Three of the four did make gas, according to Brogdon, but initial rates were economically marginal.

"We were afraid of communicating with the Ellenburger if we did too big a frac job," he said. "These smaller stimulation attempts didn't communicate with the Ellenburger, so on the last two wells we used typical Newark East type frac jobs. We are waiting on a pipeline connection for these two wells before we can see any production history.

"The jury is still out -- we don't yet know if our approach will work," he added. "However, if we can work out the science in this western extension it will increase the prospective Barnett area by three to four times."

Treading Water

To the north of the core Newark East play area Devon and other operators are trying to unravel the secrets of an area where the Viola is present but is wet in many places.

"We’ve drilled over 30 wells in this area, but water in the Viola has caused some difficulty in making economic wells," Whitley said. "All the operators are trading data in an effort to figure out what completion techniques will work best.

"This is a particularly important area for Devon," he continued, "because this is rich Barnett gas that would feed our Bridgeport processing plant, which is currently undergoing its third expansion in two years."

The company plans to do some additional science using formation microimaging tools, downhole sonic logs and other technologies to get a better idea of the fracture mechanics in the area.

"We also will try some different completion techniques," Whitley said. "For example, one method we will look at is intentionally fracturing the Viola to try and charge it up and then stimulate the Barnett on top without re-stimulating the Viola.

"We've had limited luck with this technique so far," he added, "but we will continue to refine our efforts."

Thinking Big

A third Barnett play area that is garnering attention is south of Fort Worth in Johnson County.

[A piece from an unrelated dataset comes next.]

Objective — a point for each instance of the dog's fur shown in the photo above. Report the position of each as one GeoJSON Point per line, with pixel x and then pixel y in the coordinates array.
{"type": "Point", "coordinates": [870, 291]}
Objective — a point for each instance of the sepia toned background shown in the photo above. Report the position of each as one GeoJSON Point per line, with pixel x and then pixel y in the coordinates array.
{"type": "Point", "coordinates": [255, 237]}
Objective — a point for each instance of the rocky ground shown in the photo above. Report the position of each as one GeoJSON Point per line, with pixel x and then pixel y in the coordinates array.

Devon is particularly focused on this area because the firm has primary term leases that have to be drilled.

"We are by far the largest leaseholder in Johnson County with over 80,000 acres," Whitley said. "We know the Barnett is present, but again we are not sure what it will look like."

Devon plans to drill a three-well program in the most prospective area of our acreage later this year.

Despite the Barnett's tremendous success over the last several years, much work remains before the full extent of this huge natural gas resource will be tapped.

"Devon Energy knows more about the Barnett as a company than any firm, but what they know is the tip of the iceberg," Steward said. "There is no such thing as a Barnett expert yet -- we’ve just scratched the surface of what we have to know about the Barnett."

But there's an optimism that's unusual for an onshore domestic play.

"I personally believe the Barnett Shale will ultimately be larger from the standpoint of reserves than the Hugoton Field, which is currently considered the largest onshore natural gas field in the United States," he said.

Brogdon agreed.

"We will all be dead and folks will still be drilling Barnett wells," he said. "There are literally thousands of infill wells to be drilled in the core areas and operators will continue to push its limits. To me this is the perfect play. I've always dreamed of a play of moderate depth with no pressure problems, a high success ratio, simple operations and a location right out the back door."

Republic geologist Brad Curtis said that "in a play of this size where competition is fierce and technology is lacking, new information and clues to understanding the shale are uncovered every day. At a minimum, the play requires an integration of specialities within a company.

"The limited amount of exchange that existed in the early 1990s allowed Republic Energy to become the active player that it is today," he added.

"This 18- to 20-year overnight sensation is the kind of success story in the heart of the oil patch that makes you realize there are still tremendous opportunities for new reserves," Bowker said, "if you are willing to be persistent, push the scientific envelope and think outside the box."